Nov 23, 2011 1 Comment

KOPENHAGEN FUR PRESS RELEASE

(Note: The following is a translation provided by Google Translation of the Danish-language report “Millionvækst i europæisk minkproduktion”. This translation has not been approved by Kopenhagen Fur.)

During recent years, mink production in Europe increased by nearly seven million skins for now 35 million skins. It is particularly Eastern Europe who have had turbo in leather production.

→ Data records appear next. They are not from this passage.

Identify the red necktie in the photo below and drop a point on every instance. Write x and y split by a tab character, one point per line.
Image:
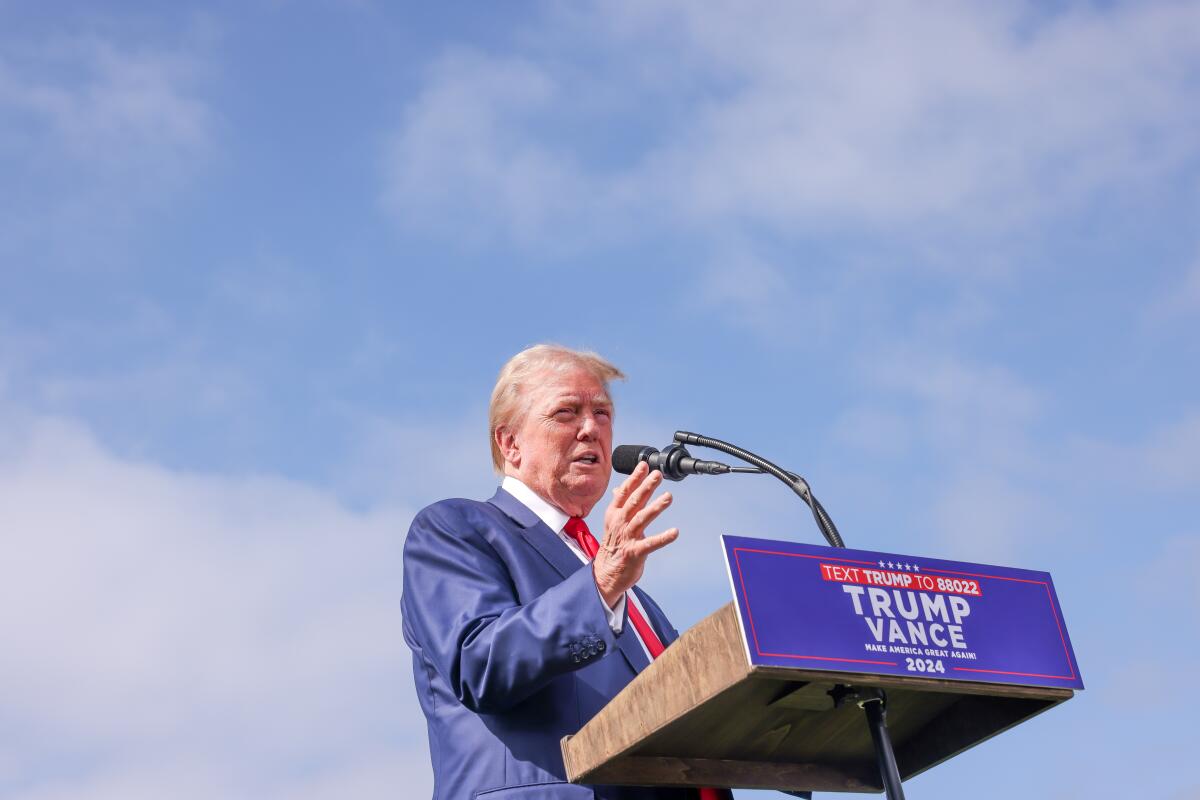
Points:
577	529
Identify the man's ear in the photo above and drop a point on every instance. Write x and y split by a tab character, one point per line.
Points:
507	441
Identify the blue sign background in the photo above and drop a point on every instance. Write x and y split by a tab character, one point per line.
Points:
793	617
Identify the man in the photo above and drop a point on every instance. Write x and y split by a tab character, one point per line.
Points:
519	637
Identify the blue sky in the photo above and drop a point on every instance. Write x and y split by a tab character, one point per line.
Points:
261	262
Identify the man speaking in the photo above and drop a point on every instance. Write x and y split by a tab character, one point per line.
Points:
522	626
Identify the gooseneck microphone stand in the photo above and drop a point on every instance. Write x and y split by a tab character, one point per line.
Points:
873	701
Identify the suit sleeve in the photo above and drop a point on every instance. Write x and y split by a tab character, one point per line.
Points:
461	608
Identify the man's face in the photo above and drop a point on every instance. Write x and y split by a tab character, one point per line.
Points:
563	447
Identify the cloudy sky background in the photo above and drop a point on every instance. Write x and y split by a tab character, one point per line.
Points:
259	263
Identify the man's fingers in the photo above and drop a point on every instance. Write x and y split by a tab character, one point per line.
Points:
645	489
646	516
621	494
658	541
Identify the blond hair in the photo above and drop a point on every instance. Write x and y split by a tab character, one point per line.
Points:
509	397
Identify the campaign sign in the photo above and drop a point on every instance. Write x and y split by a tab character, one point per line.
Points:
857	611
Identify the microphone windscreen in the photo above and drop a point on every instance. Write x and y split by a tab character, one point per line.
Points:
625	457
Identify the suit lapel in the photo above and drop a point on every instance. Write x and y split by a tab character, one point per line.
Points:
538	534
565	563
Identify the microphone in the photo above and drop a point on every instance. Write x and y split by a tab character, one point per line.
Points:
675	462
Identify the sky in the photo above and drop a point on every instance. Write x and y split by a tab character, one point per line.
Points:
261	263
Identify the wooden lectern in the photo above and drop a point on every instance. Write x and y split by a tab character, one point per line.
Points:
702	715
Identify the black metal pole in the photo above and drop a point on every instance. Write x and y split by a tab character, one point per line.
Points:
876	708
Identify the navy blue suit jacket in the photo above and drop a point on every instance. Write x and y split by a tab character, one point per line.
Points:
511	651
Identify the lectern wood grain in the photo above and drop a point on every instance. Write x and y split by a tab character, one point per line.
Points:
701	715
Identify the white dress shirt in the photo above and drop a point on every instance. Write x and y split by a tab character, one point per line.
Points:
556	519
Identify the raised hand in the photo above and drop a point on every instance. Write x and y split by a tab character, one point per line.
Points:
622	557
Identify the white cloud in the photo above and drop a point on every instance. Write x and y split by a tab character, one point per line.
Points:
463	162
1173	455
801	116
105	107
96	131
195	636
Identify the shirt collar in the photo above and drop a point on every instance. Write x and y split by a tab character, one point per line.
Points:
553	517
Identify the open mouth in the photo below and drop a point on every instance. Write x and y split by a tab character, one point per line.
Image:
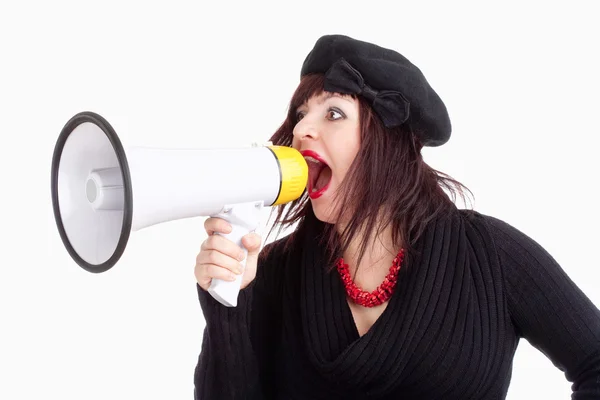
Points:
319	174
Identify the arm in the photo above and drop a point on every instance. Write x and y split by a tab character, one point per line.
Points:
232	363
549	310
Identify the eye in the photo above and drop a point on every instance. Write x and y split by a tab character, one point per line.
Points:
334	114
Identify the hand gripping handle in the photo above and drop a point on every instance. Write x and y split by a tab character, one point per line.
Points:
244	218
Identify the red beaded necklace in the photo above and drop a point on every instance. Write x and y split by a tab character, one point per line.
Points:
377	296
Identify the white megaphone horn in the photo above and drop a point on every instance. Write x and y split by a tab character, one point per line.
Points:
102	191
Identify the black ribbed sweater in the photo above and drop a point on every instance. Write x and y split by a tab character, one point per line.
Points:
449	332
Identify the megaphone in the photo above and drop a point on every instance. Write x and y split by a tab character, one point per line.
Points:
102	191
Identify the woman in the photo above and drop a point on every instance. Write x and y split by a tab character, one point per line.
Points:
385	290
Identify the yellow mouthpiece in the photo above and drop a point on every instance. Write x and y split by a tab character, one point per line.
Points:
294	173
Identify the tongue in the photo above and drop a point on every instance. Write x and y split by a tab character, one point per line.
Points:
323	179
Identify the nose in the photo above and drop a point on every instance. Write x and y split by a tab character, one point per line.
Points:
306	130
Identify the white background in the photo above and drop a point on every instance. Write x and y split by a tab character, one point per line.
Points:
521	83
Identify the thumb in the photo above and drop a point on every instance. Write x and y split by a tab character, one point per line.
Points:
252	242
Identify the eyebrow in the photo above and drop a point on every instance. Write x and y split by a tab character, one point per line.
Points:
329	95
326	97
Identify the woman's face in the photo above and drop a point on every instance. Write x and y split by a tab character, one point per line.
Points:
328	136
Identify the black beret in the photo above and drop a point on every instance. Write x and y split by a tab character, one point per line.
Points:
397	89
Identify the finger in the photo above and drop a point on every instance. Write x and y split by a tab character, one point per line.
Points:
217	272
207	272
252	242
223	245
214	224
218	258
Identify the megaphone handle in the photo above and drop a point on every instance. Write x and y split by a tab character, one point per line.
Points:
244	218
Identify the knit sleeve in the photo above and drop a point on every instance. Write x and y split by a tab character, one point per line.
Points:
232	363
549	310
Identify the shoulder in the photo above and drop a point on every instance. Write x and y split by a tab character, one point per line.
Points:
515	246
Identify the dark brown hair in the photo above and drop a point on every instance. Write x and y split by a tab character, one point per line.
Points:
388	180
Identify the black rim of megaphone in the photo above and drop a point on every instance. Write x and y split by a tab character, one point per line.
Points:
74	122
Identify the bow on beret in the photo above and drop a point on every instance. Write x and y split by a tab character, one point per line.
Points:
396	89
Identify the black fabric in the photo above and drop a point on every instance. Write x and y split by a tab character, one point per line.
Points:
397	89
450	331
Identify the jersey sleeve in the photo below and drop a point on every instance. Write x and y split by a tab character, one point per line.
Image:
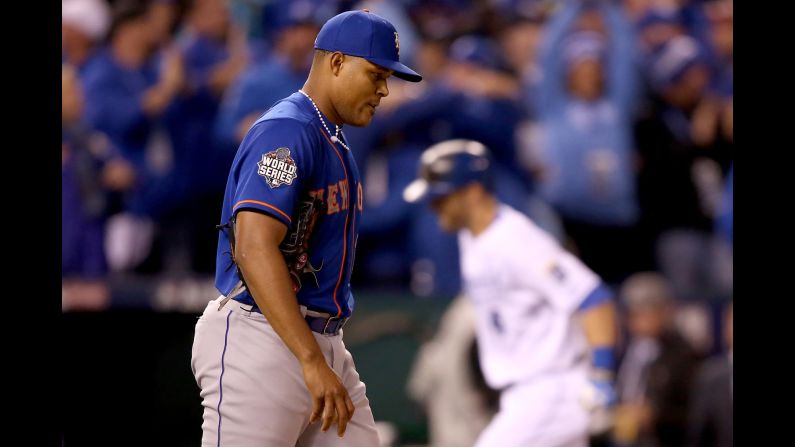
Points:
275	163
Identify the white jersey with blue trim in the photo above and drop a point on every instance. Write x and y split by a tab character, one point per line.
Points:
526	289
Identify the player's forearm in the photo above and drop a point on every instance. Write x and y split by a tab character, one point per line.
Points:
269	283
600	324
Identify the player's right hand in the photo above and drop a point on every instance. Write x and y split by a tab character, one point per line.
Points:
330	399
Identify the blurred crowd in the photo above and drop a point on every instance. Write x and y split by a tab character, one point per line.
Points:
611	122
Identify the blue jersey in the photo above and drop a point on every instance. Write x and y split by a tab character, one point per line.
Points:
286	156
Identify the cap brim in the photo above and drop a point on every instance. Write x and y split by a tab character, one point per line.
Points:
416	191
401	71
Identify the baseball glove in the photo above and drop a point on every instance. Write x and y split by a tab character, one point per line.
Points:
294	246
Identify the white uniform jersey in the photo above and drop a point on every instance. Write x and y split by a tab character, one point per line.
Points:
526	289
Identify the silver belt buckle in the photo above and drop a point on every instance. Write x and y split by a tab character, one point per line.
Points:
325	327
341	325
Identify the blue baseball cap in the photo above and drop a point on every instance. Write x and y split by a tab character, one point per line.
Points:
449	166
366	35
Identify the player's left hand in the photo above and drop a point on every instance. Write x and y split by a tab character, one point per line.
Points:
599	398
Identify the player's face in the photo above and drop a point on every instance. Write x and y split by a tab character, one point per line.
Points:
360	87
450	210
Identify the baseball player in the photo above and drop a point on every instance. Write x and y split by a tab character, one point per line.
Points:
268	353
545	323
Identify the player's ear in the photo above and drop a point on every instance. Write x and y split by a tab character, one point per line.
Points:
336	60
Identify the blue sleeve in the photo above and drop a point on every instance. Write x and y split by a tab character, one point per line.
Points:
622	74
275	163
552	88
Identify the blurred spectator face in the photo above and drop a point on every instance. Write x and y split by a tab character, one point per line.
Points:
648	323
655	35
296	43
591	21
162	14
585	79
520	43
210	17
83	24
431	59
649	302
582	52
690	87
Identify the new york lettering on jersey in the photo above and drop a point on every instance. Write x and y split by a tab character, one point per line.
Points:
286	157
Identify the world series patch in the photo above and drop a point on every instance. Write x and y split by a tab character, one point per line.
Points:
278	167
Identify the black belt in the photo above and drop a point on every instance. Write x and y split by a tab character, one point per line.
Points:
321	325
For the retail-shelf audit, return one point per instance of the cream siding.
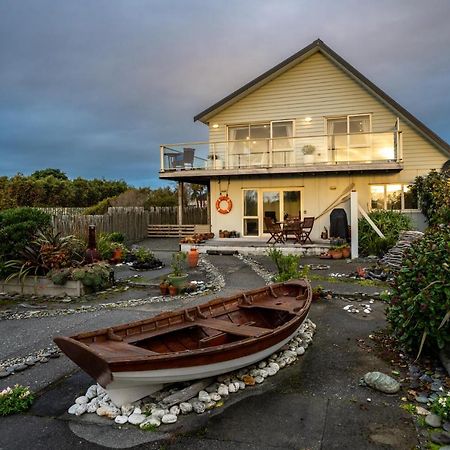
(317, 88)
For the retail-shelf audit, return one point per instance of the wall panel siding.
(317, 88)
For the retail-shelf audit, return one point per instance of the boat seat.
(229, 327)
(111, 349)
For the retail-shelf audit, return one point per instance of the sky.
(93, 87)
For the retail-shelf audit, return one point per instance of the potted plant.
(164, 287)
(308, 153)
(177, 277)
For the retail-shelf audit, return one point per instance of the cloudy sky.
(92, 87)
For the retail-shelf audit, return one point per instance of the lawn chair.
(275, 230)
(306, 228)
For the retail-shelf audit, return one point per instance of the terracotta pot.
(164, 288)
(335, 254)
(173, 290)
(192, 257)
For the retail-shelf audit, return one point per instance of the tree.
(49, 172)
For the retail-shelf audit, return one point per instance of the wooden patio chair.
(306, 228)
(275, 230)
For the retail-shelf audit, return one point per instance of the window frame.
(385, 198)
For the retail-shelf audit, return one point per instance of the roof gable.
(314, 47)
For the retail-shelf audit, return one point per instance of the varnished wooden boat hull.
(135, 359)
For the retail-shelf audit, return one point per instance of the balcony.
(319, 153)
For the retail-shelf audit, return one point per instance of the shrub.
(433, 192)
(18, 226)
(419, 304)
(14, 400)
(390, 224)
(287, 265)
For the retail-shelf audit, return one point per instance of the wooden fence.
(131, 221)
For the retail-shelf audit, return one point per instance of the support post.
(354, 223)
(180, 202)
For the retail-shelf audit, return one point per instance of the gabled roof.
(314, 47)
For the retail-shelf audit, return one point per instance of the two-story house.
(297, 139)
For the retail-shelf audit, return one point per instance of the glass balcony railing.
(357, 148)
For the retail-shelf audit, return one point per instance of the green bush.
(14, 400)
(419, 304)
(287, 265)
(390, 224)
(18, 226)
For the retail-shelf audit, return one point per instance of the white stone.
(169, 418)
(91, 392)
(223, 390)
(203, 396)
(159, 413)
(82, 400)
(136, 419)
(185, 407)
(108, 411)
(154, 421)
(198, 407)
(72, 409)
(127, 409)
(121, 420)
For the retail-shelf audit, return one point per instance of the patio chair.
(291, 227)
(306, 228)
(275, 230)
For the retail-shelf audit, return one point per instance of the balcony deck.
(315, 155)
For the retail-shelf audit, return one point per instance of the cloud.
(94, 87)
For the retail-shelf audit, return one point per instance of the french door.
(274, 203)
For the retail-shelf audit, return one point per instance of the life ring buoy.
(224, 198)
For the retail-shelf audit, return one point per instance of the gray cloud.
(94, 86)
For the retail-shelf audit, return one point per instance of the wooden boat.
(135, 359)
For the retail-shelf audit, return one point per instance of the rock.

The figures speak for themselves. Despite the financial crisis and poor economy becomes mink production in Europe just got bigger and bigger. In 2005, approx. 27.5 million mink pelts in Europe, while production in 2011 has increased to approx. 35 million mink pelts. The Danish mink production remains the world’s largest, with production estimated at 15 million pelts this year.

The recent enlargements has mainly occurred in Poland, Greece and the Baltic countries. In Poland alone, production has risen by nearly three million pelts the past six years, and Kopenhagen Fur’s area manager in Poland, Olger Scheepers, believes that this figure will rise by a few more millions.

“Production will probably continue to rise over the next few years, so Poland produces about 7 million skin instead of just under 5 million pelts produced here today. Conditions in Poland has been good, and production has been low. Therefore there is now more expensive and more skins. But now begins feed prices to rise and it will slow down a little fur production,” says Olger Scheepers.

In Lithuania, the production also increased. “People in Lithuania can see that the fur industry is a good industry to be in right now. Therefore, several growers have come to, but it has also made food production more expensive and so I think that production has now stabilized,” said the President of Lithuania Pelsdyravlerforening Ceslovas Tallet Kelpsa.

The increased production reflects the fact that global demand for fur has never been greater. In fact, fur sales have grown steadily since 1999, according to a statement from the international trade organization International Fur Trade Federation (IFTF). The value of the total fur retail sales have grown between 43 to 76 billion kroner.

The increased demand comes primarily from Asian countries, particularly China, but Russia, Europe and America are also experiencing strong demand.